FanDuel — which announced plans last year to open a $15M tech campus at Ponce City Market — also is seeking to sublease 15,600 SF of its 63K SF footprint there as the company strives to hit hiring milestones, spokesperson Chris Jones told Bisnow via email.

The company has vowed to hire more than 900 people in Metro Atlanta by 2026. Jones said the firm already employs more than 300 people at Ponce City Market.

"It was always FanDuel’s plan to sublease the space we have within Ponce City Market as we grew from zero employees in the city. In fact, we’re only entertaining shorter-term sublease agreements because we do plan to transition the space back for full usage by FanDuel in the future as we hit the hiring milestones," Jones said. "We also took on the lease pre-pandemic before we implemented a flexible workplace strategy model, so in addition to being ahead in the hiring timeline, we also occupy space much more efficiently."

Metro Atlanta has been a beneficiary of the corporate migration that saw companies from higher-cost and high-tax markets on the West Coast and Northeast gravitate toward the Sun Belt. Georgia added 204,500 jobs year-over-year as of October, according to the Bureau of Labor Statistics, and has an unemployment rate of 2.9%.

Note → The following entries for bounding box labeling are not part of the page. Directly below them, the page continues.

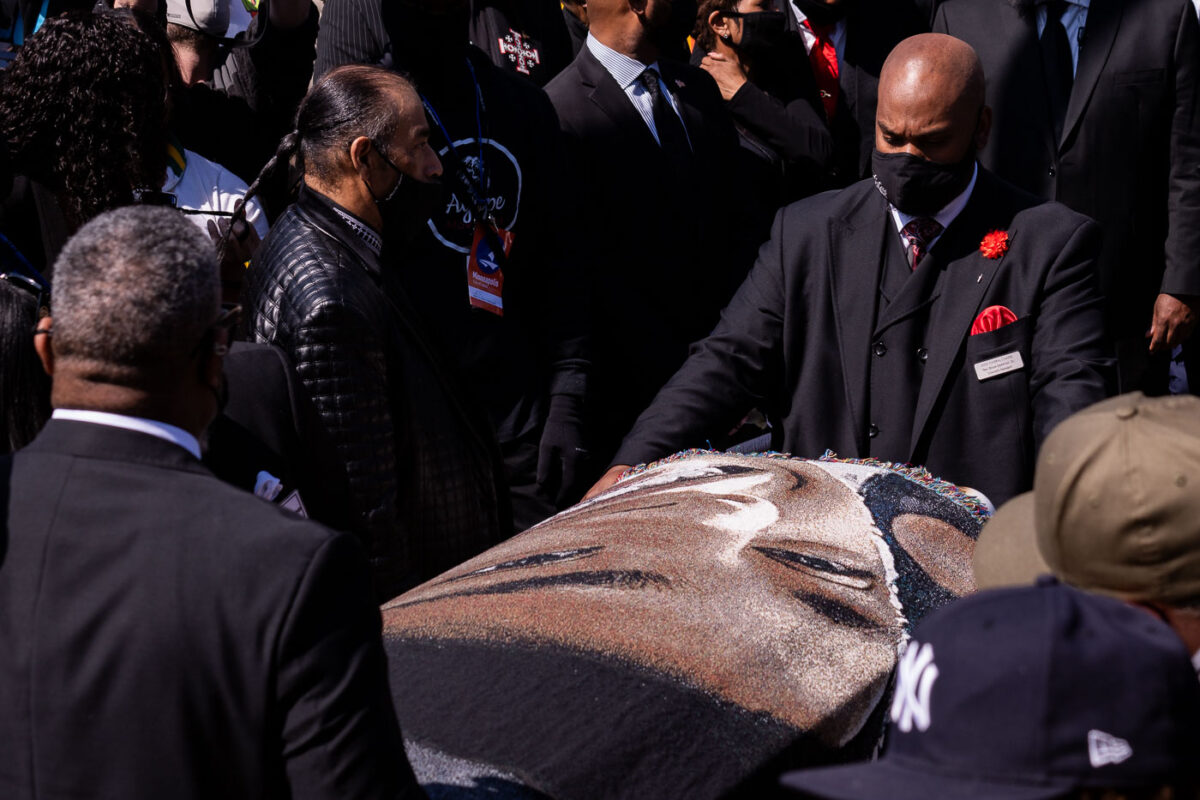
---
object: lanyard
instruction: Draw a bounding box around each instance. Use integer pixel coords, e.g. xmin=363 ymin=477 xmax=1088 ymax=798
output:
xmin=421 ymin=58 xmax=497 ymax=233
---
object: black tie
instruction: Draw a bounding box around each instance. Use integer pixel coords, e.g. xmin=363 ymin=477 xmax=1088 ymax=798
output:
xmin=638 ymin=70 xmax=691 ymax=156
xmin=1042 ymin=0 xmax=1075 ymax=142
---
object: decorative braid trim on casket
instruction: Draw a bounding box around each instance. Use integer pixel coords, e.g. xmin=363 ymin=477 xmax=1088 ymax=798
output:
xmin=619 ymin=447 xmax=992 ymax=521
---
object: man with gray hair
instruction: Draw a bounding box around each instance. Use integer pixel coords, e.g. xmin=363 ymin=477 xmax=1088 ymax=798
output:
xmin=0 ymin=206 xmax=419 ymax=798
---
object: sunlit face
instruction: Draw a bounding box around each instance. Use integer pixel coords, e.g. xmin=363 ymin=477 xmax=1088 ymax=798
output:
xmin=384 ymin=456 xmax=936 ymax=745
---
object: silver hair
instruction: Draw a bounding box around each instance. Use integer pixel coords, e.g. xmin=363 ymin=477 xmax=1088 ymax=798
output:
xmin=53 ymin=206 xmax=221 ymax=386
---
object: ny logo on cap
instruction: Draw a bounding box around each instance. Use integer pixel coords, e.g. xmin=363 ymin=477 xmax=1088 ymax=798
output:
xmin=892 ymin=640 xmax=937 ymax=733
xmin=1087 ymin=730 xmax=1133 ymax=768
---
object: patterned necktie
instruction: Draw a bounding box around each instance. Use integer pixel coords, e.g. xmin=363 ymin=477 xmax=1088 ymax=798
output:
xmin=637 ymin=70 xmax=691 ymax=156
xmin=804 ymin=19 xmax=838 ymax=121
xmin=900 ymin=217 xmax=944 ymax=270
xmin=1039 ymin=0 xmax=1075 ymax=142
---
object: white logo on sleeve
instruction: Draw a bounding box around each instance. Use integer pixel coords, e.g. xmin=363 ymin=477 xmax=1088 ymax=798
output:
xmin=892 ymin=640 xmax=937 ymax=733
xmin=1087 ymin=730 xmax=1133 ymax=768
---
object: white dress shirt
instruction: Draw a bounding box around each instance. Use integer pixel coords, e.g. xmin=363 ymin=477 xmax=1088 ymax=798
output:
xmin=587 ymin=34 xmax=691 ymax=146
xmin=788 ymin=0 xmax=849 ymax=61
xmin=50 ymin=408 xmax=200 ymax=458
xmin=1038 ymin=0 xmax=1089 ymax=73
xmin=888 ymin=162 xmax=979 ymax=251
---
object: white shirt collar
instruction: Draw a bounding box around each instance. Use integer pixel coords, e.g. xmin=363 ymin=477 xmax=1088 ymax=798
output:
xmin=888 ymin=162 xmax=979 ymax=239
xmin=50 ymin=408 xmax=200 ymax=458
xmin=587 ymin=32 xmax=662 ymax=89
xmin=787 ymin=0 xmax=849 ymax=54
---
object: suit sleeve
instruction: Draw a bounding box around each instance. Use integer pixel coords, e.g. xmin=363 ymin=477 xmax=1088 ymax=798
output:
xmin=728 ymin=80 xmax=833 ymax=174
xmin=1160 ymin=2 xmax=1200 ymax=295
xmin=612 ymin=209 xmax=796 ymax=464
xmin=1030 ymin=219 xmax=1112 ymax=450
xmin=312 ymin=0 xmax=386 ymax=82
xmin=529 ymin=100 xmax=592 ymax=397
xmin=290 ymin=303 xmax=397 ymax=551
xmin=276 ymin=535 xmax=425 ymax=800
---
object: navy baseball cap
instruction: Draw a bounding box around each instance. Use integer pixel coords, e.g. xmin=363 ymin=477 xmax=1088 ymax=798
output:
xmin=782 ymin=578 xmax=1200 ymax=800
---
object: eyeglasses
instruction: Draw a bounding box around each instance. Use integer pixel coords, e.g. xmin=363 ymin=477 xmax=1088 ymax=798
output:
xmin=192 ymin=303 xmax=241 ymax=357
xmin=0 ymin=272 xmax=50 ymax=319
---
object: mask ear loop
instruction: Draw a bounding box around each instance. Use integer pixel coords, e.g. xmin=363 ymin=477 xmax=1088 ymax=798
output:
xmin=362 ymin=140 xmax=406 ymax=205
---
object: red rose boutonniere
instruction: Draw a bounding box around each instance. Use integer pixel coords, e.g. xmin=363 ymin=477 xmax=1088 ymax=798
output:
xmin=979 ymin=230 xmax=1008 ymax=258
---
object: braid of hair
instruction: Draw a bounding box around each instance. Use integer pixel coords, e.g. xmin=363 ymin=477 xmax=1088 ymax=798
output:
xmin=218 ymin=131 xmax=300 ymax=259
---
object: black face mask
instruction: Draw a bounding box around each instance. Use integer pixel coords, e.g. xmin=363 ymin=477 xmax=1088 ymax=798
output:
xmin=871 ymin=146 xmax=976 ymax=217
xmin=376 ymin=174 xmax=445 ymax=245
xmin=796 ymin=0 xmax=850 ymax=25
xmin=727 ymin=11 xmax=787 ymax=65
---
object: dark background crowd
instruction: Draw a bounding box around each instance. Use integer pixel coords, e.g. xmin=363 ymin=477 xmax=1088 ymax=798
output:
xmin=0 ymin=0 xmax=1200 ymax=796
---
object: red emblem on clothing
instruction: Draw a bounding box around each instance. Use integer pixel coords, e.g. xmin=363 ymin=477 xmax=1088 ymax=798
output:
xmin=971 ymin=306 xmax=1016 ymax=336
xmin=979 ymin=230 xmax=1008 ymax=258
xmin=497 ymin=28 xmax=541 ymax=76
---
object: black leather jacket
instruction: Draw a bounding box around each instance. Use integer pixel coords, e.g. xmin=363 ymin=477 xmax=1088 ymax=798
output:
xmin=244 ymin=190 xmax=511 ymax=600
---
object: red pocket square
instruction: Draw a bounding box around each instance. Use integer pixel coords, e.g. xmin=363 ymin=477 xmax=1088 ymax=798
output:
xmin=971 ymin=306 xmax=1016 ymax=336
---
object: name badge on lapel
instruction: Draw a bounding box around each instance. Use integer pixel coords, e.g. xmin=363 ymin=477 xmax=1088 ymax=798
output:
xmin=976 ymin=350 xmax=1025 ymax=380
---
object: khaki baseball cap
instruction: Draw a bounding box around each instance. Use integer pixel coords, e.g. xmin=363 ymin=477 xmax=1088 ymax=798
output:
xmin=974 ymin=392 xmax=1200 ymax=603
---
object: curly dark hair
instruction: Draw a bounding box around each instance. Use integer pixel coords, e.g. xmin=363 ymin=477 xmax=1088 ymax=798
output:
xmin=691 ymin=0 xmax=738 ymax=53
xmin=0 ymin=11 xmax=167 ymax=225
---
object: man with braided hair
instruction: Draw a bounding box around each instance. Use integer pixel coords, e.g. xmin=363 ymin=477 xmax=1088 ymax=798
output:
xmin=245 ymin=66 xmax=510 ymax=600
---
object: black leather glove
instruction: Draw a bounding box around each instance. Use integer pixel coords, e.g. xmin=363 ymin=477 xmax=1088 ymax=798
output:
xmin=538 ymin=395 xmax=588 ymax=509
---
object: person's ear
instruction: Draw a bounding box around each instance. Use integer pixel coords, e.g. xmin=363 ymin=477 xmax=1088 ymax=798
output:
xmin=974 ymin=106 xmax=991 ymax=150
xmin=708 ymin=8 xmax=731 ymax=42
xmin=350 ymin=136 xmax=374 ymax=181
xmin=203 ymin=345 xmax=229 ymax=392
xmin=34 ymin=317 xmax=54 ymax=378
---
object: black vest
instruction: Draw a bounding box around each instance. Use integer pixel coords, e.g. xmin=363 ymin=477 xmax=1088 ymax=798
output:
xmin=868 ymin=225 xmax=942 ymax=462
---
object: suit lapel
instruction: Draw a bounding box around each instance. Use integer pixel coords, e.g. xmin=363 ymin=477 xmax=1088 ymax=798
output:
xmin=910 ymin=175 xmax=1015 ymax=457
xmin=578 ymin=47 xmax=659 ymax=149
xmin=828 ymin=186 xmax=892 ymax=453
xmin=1058 ymin=0 xmax=1123 ymax=151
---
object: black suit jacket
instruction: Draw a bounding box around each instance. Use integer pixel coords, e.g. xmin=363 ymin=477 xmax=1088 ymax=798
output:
xmin=0 ymin=420 xmax=415 ymax=800
xmin=934 ymin=0 xmax=1200 ymax=338
xmin=204 ymin=342 xmax=353 ymax=530
xmin=614 ymin=169 xmax=1111 ymax=504
xmin=546 ymin=46 xmax=758 ymax=457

Atlanta may be insulated from staffing cuts overall because of its diverse workforce, said John Boyd, the principal of corporate site selection consulting firm The Boyd Co.

ESG is a major site selection factor today, and the tech industry is especially sensitive to ESG and social impact,” Boyd said. “Atlanta brings a broad platform related to diversity. That’s always been part of Atlanta’s economic development brand.”

Butler, Georgia's labor commissioner, said local tech workers who do get laid off are having little trouble finding employment again. Companies are listing 155,000 job openings with the state labor department, while before the pandemic, the state rarely fielded more than 80,000 job listings, Butler said. So any job cuts in the tech industry could be a blessing in disguise to help ease the labor shortage the industry is facing here overall, Butler said.

"There's a lot of really high-paying jobs," he said. "We're way beyond recovery. We're in rapid growth."